Submissions are like the Dating Game.

I once read an article that compared the process of submitting stories and any form of dating.  Often you’ll find a magazine/date that you really like, but will be rejected anyway.  It turns out that you/your piece isn’t a good fit for them, despite your own interest, and there’s no way to “fix” this.  All that’s left to do is to move on to someone else/another magazine and try again.

I can count the number of rejections I’ve received for Swamp Gas on both hands, but I’m not discouraged.  It’s a matter of finding the right fit for my story, not a matter of changing it to fit someone else’s standard.  Similarly, if we stop to evaluate and change ourselves after every failed date, we would get nowhere and probably lose our sense of self.  If we tried to change ourselves to fit the standards of our perceived “soulmate,” the facade is often a failure.  You can’t shoehorn yourself to fit another’s ideal.  For similar reasons, you can’t shoehorn your own story to fit the guidelines of a magazine or agent.  They’ll know, trust me.

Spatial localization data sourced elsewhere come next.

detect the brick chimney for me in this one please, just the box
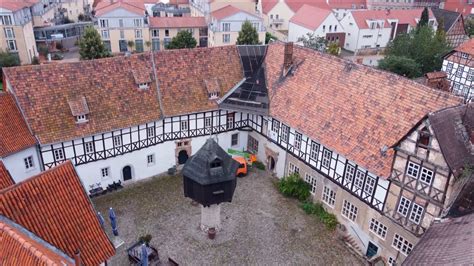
[283,42,294,71]
[74,251,82,266]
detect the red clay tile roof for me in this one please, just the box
[285,0,330,12]
[327,0,366,9]
[261,0,278,14]
[454,38,474,56]
[265,42,462,178]
[149,16,207,28]
[4,48,243,144]
[0,1,35,11]
[94,0,145,16]
[211,5,255,20]
[444,0,474,17]
[0,92,36,157]
[290,4,332,31]
[68,96,90,116]
[0,217,75,265]
[4,53,162,144]
[0,162,14,190]
[425,71,447,79]
[0,161,115,265]
[351,8,435,29]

Tonight I submitted Swamp Gas to a new magazine, but I’m nervous about the idea.  Typically with magazines there is a page on their website listing submission guidelines.  They include more specific details on what they’re looking for (genres, styles, word counts, and so on), as well as instructions on how to submit (whether through email or the website, what to put in the subject line, how to word the cover letter, etc.)  Usually these guidelines are more or less the same across the board, but if there is any variation, it is important to take that into account.  This site has little in the way of guidelines.  It could mean that they are more lax in their standards than other magazines.  It could mean that they are a new magazine and haven’t worked out what their guidelines are yet.  It could mean that they have standards that they neglected to write down.  And there’s always that feeling in the back of my mind that I missed something, no matter how many times I check the page.

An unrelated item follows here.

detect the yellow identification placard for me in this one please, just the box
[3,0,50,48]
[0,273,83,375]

Dating profiles are a lot like this as well.  Earlier today I stumbled across one profile for a cute girl that was nearly bare.  All I could make out about her was that she liked watching Netflix and preferred cats to dogs.  I hadn’t seen the shows that she mentioned, so I couldn’t talk about those.  And a cats vs. dogs debate goes nowhere and does nothing to impress a prospect.  What’s left for there to talk about, then?  In the end, I opted to pass.

I’m not sure why I was less cautious about submitting to the magazine than messaging that girl.  Perhaps getting my story published is, on some level, more important to me than potential romance at this point in my life.

One thought on “Submissions are like the Dating Game.

  1. Interesting idea – yes, we can’t change ourselves after each failed date, or failed submission. But it’s smart to target the people/markets who sound like a good match. By that reasoning is an agent like a matchmaker? I suppose so.